Analyzing multi-gigabyte JSON files locally

I’ve had the pleasure of having had to analyse multi-gigabyte JSON dumps in a project context recently. JSON itself is actually a rather pleasant format to consume, as it’s human-readable and there is a lot of tooling available for it. JQ allows expressing sophisticated processing steps in a single command line, and Jupyter with Python and Pandas allow easy interactive analysis to quickly find what you’re looking for.

However, with multi-gigabyte files, analysis becomes quite a lot more difficult. Running a single jq command will take a long time. When you’re ~~trial-and-error~~iteratively building jq commands as I do, you’ll quickly grow tired of having to wait about a minute for your command to succeed, only to find out that it didn’t in fact return what you were looking for. Interactive analysis is similar. Reading all 20 gigabyte of JSON will take a fair amount of time. You might find out that the data doesn’t fit into RAM (which it well might, JSON is a human-readable format after all), or end up having to restart your Python kernel, which means you’ll have to endure the loading time again.

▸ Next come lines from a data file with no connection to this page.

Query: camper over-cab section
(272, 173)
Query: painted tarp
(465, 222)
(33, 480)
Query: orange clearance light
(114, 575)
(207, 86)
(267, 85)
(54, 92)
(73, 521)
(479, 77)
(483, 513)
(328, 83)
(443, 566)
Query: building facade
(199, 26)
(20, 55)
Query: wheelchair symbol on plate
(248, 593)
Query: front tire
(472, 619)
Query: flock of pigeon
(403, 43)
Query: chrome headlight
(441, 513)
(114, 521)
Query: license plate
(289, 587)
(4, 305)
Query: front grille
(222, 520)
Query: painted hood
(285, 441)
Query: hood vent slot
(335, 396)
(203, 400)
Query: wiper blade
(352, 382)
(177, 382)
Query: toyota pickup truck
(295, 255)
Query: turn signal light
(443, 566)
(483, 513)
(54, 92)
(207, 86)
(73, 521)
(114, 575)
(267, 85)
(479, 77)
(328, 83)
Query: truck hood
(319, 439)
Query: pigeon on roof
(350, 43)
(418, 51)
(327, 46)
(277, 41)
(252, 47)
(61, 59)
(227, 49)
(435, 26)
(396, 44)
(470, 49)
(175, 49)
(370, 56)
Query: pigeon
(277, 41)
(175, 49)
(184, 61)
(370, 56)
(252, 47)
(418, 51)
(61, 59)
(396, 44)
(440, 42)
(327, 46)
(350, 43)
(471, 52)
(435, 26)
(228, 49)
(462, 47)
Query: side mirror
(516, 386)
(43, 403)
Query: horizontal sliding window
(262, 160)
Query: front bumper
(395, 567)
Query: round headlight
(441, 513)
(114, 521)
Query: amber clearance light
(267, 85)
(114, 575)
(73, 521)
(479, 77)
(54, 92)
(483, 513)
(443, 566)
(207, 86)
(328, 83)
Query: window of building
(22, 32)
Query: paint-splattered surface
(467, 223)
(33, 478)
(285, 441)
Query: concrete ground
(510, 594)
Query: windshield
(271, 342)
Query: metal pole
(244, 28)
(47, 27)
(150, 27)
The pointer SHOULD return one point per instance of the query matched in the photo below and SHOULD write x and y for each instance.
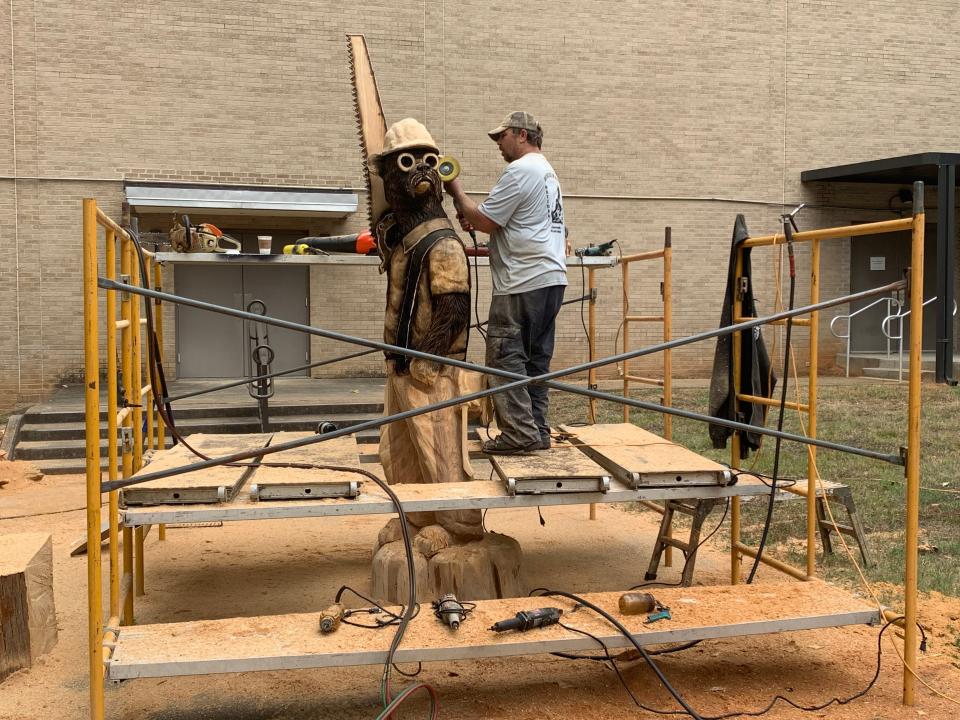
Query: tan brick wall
(682, 114)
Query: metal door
(284, 290)
(877, 260)
(209, 344)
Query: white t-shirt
(528, 251)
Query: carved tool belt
(416, 245)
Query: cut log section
(28, 618)
(217, 484)
(302, 483)
(638, 458)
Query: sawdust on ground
(275, 567)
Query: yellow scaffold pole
(92, 407)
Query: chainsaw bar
(371, 125)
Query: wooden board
(279, 483)
(293, 641)
(637, 457)
(562, 468)
(201, 486)
(28, 618)
(478, 494)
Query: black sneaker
(498, 446)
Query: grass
(854, 413)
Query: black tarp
(756, 373)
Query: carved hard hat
(403, 135)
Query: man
(524, 217)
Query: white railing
(898, 317)
(890, 301)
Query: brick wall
(682, 114)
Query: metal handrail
(849, 318)
(885, 329)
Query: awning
(239, 200)
(932, 168)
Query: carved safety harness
(416, 245)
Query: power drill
(331, 617)
(449, 610)
(592, 250)
(529, 619)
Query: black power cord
(543, 592)
(744, 713)
(788, 226)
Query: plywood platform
(154, 505)
(289, 483)
(478, 494)
(637, 457)
(208, 485)
(293, 641)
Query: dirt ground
(271, 567)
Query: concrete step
(220, 411)
(35, 431)
(59, 448)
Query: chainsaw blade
(371, 125)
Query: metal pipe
(592, 342)
(645, 380)
(625, 275)
(91, 372)
(138, 584)
(679, 342)
(736, 310)
(648, 255)
(136, 364)
(772, 562)
(158, 334)
(110, 261)
(520, 381)
(877, 228)
(911, 550)
(813, 369)
(757, 400)
(666, 293)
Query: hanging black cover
(756, 374)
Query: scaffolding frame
(102, 638)
(125, 426)
(915, 225)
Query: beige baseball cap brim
(517, 119)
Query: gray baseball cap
(518, 119)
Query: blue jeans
(520, 340)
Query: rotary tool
(529, 619)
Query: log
(480, 570)
(28, 618)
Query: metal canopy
(240, 200)
(933, 168)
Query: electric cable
(626, 633)
(788, 235)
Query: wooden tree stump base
(28, 618)
(483, 569)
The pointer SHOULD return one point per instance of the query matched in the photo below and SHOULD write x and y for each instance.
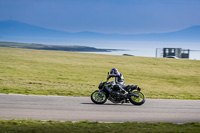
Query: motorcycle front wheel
(137, 100)
(98, 97)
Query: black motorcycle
(117, 94)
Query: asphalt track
(62, 108)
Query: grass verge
(35, 126)
(64, 73)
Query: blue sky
(104, 16)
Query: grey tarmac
(63, 108)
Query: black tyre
(137, 100)
(98, 97)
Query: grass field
(78, 74)
(33, 126)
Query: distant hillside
(53, 47)
(14, 29)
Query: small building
(173, 52)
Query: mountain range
(11, 29)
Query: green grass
(43, 72)
(35, 126)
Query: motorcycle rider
(119, 79)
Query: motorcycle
(117, 94)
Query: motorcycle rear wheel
(137, 100)
(98, 97)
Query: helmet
(114, 71)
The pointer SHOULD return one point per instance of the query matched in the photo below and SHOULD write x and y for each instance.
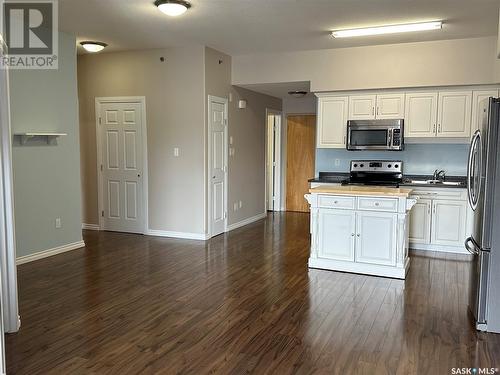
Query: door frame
(225, 101)
(100, 189)
(277, 151)
(9, 299)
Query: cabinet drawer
(378, 204)
(333, 201)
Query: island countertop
(361, 190)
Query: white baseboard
(183, 235)
(250, 220)
(439, 248)
(90, 226)
(50, 252)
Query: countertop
(338, 177)
(361, 190)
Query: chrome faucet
(439, 175)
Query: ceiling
(280, 90)
(240, 27)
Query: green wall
(47, 177)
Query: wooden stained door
(301, 131)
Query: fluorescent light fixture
(389, 29)
(173, 8)
(93, 46)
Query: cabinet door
(362, 107)
(332, 121)
(454, 114)
(390, 106)
(421, 114)
(420, 222)
(336, 234)
(448, 222)
(376, 238)
(480, 104)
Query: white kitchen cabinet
(337, 244)
(448, 222)
(362, 107)
(376, 238)
(480, 104)
(421, 114)
(420, 222)
(454, 114)
(390, 106)
(332, 121)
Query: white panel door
(421, 114)
(336, 234)
(362, 107)
(479, 105)
(448, 222)
(218, 166)
(376, 238)
(122, 167)
(454, 114)
(332, 121)
(390, 106)
(420, 222)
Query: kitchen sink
(434, 182)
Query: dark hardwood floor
(241, 302)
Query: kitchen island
(360, 229)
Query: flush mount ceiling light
(173, 8)
(389, 29)
(93, 46)
(297, 93)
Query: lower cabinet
(440, 222)
(376, 238)
(363, 237)
(337, 231)
(448, 222)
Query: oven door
(369, 137)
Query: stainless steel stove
(375, 172)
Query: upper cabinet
(454, 114)
(390, 106)
(362, 107)
(445, 114)
(382, 106)
(421, 114)
(332, 121)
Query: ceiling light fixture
(173, 8)
(93, 46)
(297, 93)
(389, 29)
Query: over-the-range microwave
(381, 135)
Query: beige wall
(247, 128)
(449, 62)
(174, 92)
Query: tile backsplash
(417, 158)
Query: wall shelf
(24, 137)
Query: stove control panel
(387, 166)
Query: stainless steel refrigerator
(483, 188)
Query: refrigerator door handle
(473, 250)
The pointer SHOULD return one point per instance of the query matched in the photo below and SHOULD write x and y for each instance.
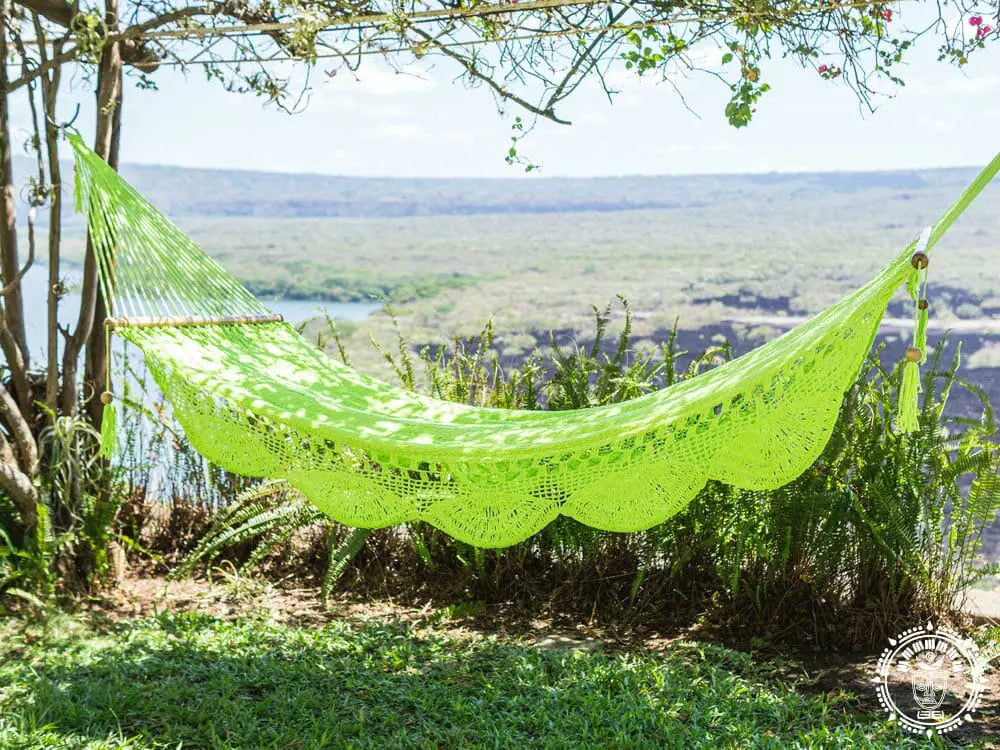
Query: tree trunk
(13, 303)
(89, 330)
(12, 335)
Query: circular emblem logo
(930, 680)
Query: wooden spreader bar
(191, 320)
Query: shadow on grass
(193, 681)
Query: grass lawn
(195, 680)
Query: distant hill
(184, 192)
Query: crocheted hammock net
(259, 400)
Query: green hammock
(257, 399)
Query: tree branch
(500, 91)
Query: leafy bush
(882, 529)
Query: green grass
(194, 681)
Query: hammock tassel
(908, 408)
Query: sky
(425, 123)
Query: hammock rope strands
(260, 400)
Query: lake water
(35, 288)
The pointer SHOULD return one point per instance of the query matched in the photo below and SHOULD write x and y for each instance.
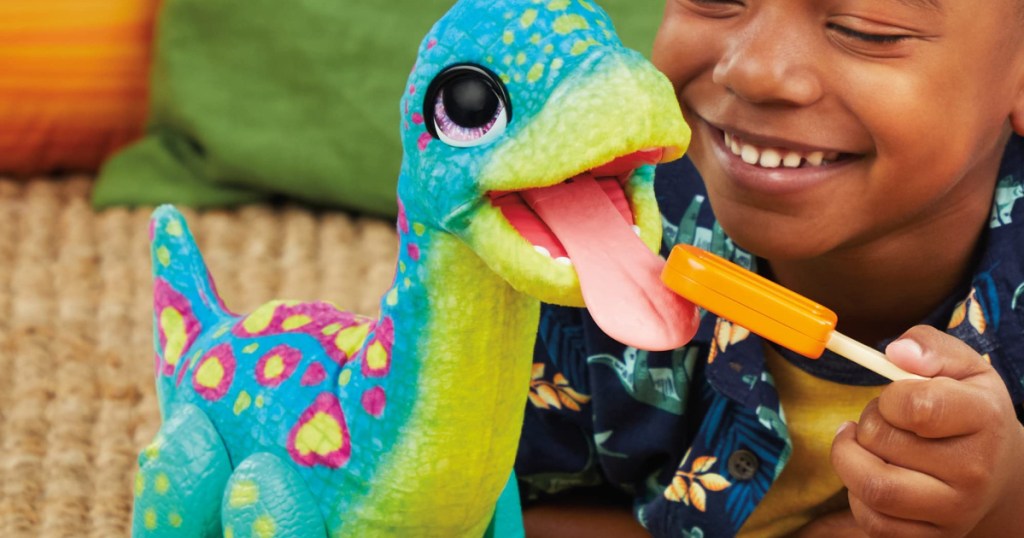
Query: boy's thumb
(930, 353)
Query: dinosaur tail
(184, 299)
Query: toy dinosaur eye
(466, 106)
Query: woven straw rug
(77, 400)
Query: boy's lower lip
(775, 181)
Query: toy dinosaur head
(508, 97)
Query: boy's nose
(767, 63)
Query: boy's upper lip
(768, 140)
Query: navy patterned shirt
(695, 436)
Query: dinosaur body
(300, 419)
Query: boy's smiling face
(864, 119)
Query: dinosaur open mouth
(587, 221)
(611, 177)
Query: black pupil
(469, 101)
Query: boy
(866, 154)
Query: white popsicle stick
(867, 357)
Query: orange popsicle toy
(767, 308)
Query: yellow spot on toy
(273, 367)
(571, 23)
(242, 403)
(173, 325)
(210, 373)
(581, 46)
(321, 436)
(264, 527)
(377, 357)
(162, 484)
(535, 73)
(244, 493)
(528, 17)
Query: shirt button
(742, 464)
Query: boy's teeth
(770, 159)
(793, 160)
(773, 158)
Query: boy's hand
(935, 457)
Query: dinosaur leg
(266, 498)
(507, 521)
(181, 479)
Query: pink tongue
(619, 275)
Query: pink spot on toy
(424, 141)
(214, 373)
(278, 365)
(321, 437)
(177, 327)
(374, 401)
(314, 375)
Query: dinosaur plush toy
(529, 135)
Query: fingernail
(906, 347)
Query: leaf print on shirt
(726, 334)
(555, 394)
(1008, 192)
(971, 311)
(664, 387)
(691, 487)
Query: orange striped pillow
(74, 80)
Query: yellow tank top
(808, 487)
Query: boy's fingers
(962, 395)
(938, 408)
(873, 523)
(904, 448)
(889, 490)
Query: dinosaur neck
(463, 356)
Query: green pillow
(299, 98)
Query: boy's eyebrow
(935, 5)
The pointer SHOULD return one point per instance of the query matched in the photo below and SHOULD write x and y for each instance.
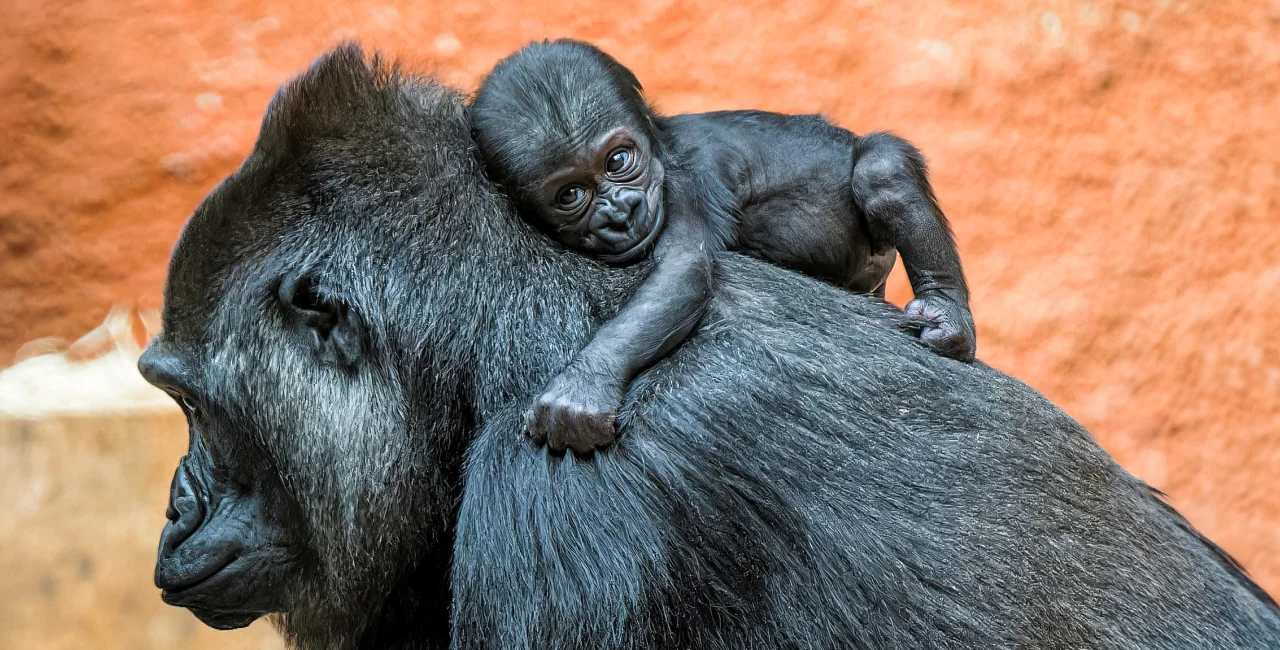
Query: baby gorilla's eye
(618, 160)
(570, 197)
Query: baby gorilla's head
(565, 128)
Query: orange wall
(1111, 170)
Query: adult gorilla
(355, 321)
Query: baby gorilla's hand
(576, 411)
(947, 325)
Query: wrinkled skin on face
(604, 198)
(227, 540)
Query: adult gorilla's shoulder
(357, 311)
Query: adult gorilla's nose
(178, 566)
(186, 511)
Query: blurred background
(1111, 170)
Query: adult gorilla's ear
(324, 323)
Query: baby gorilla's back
(791, 182)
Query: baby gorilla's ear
(323, 323)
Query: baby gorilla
(566, 129)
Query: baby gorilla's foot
(577, 411)
(947, 325)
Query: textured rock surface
(1110, 170)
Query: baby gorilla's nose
(615, 213)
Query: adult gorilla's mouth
(657, 220)
(173, 590)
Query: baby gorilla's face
(604, 198)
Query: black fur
(565, 127)
(798, 475)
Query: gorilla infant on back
(355, 323)
(565, 128)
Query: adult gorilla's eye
(570, 197)
(618, 160)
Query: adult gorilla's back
(356, 311)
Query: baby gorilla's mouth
(647, 233)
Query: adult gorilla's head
(356, 310)
(324, 425)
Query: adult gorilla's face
(315, 477)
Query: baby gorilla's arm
(579, 407)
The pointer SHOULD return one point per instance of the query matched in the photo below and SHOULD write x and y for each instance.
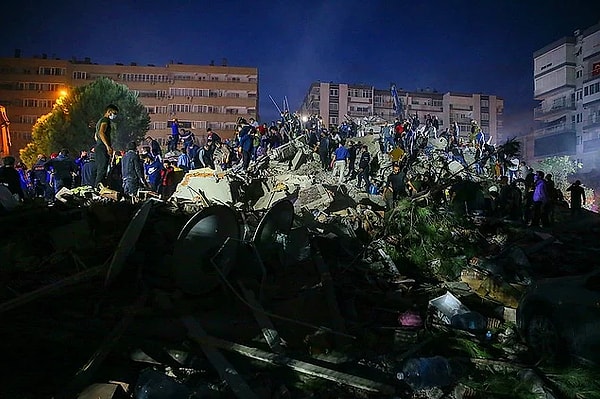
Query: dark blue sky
(462, 45)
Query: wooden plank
(224, 368)
(337, 321)
(84, 375)
(77, 278)
(297, 365)
(268, 329)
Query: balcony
(557, 109)
(555, 129)
(591, 145)
(588, 77)
(593, 121)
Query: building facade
(336, 102)
(567, 83)
(199, 96)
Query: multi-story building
(199, 96)
(567, 84)
(337, 102)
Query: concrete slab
(299, 160)
(205, 185)
(314, 197)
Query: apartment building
(335, 102)
(199, 96)
(567, 83)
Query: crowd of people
(520, 192)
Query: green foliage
(576, 382)
(72, 122)
(425, 238)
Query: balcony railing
(588, 77)
(592, 122)
(555, 129)
(545, 112)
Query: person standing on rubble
(395, 187)
(10, 177)
(352, 149)
(40, 178)
(174, 139)
(167, 181)
(577, 197)
(245, 137)
(540, 199)
(103, 148)
(364, 168)
(64, 168)
(132, 171)
(155, 149)
(88, 169)
(340, 159)
(152, 169)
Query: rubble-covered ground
(277, 283)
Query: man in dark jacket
(132, 171)
(64, 168)
(364, 168)
(10, 177)
(88, 170)
(39, 178)
(245, 137)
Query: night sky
(460, 46)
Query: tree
(72, 122)
(560, 168)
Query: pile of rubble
(273, 282)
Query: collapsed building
(275, 282)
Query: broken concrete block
(446, 307)
(284, 152)
(299, 160)
(205, 185)
(267, 200)
(315, 197)
(103, 391)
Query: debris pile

Of course, there’s cloud-based offerings that are based on Apache Beam, Flink and many others. However, customer data doesn’t go on cloud services on my authority, so that’s out. Setting up an environment like Flink locally is doable, but a lot of effort for a one-off analysis.

While trying to analyse files of this size, I’ve found two ways of doing efficient local processing of very large JSON files that I want to share. One is based on parallelizing the jq command line with GNU parallel, the other is based on Jupyter with the Dask library.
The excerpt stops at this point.